The Economic Community of West African States (ECOWAS) is holding a two-day donors conference here on funding the establishment of a permanent base for regional peacekeeping operations.
The depot will be used to support the ECOWAS Standby Force, election monitoring and civil police support.
The executive secretary of the regional grouping, Mohamed Ibn Chambas, told representatives of the European Union, the United Nations, China and the United States that the conflicts in the sub-region had diverted his organisation’s attention to conflict-resolution and management.
“During such conflict-resolution and peacekeeping deployments…the issue of logistics support for our troops had been a major bottleneck and we had to rely on our partners for huge logistics support requirements,” Chambas said.
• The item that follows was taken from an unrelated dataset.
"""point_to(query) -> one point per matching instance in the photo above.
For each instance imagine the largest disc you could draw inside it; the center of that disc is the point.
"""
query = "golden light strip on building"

He said that ECOWAS needed strong logistics infrastructure support for peace operations. Chambas said the US government is offering to be the lead nation and that talks were underway for material and major end items worth US $40-50 million to be transferred to ECOWAS ownership.
Sierra Leone’s president, Ahmad Tejan Kabbah, welcomed the initiative for an ECOWAS logistics depot, which will have its coastal base at Hastings some 16 km outside Freetown. An inland depot would be located in Bamako, Mali.
Kabbah said the idea was designed “to ensure that our sub-region secures the capability to effectively and efficiently support the creation and sustenance of the emerging standby force as it performs its sub-regional missions”.
He said the establishment of a standby force would send a “clear message to any would-be trouble makers” in the region. In 1990, when Sierra Leone provided a base to the regional military force for Liberia, ECOMOG, then-rebel leader Charles Taylor threatened that that the country would “taste the bitterness of war”.
Conflict erupted in Sierra Leone the next year and it lasted for a decade. British troops, West African and UN peacekeepers helped put an end to the fighting.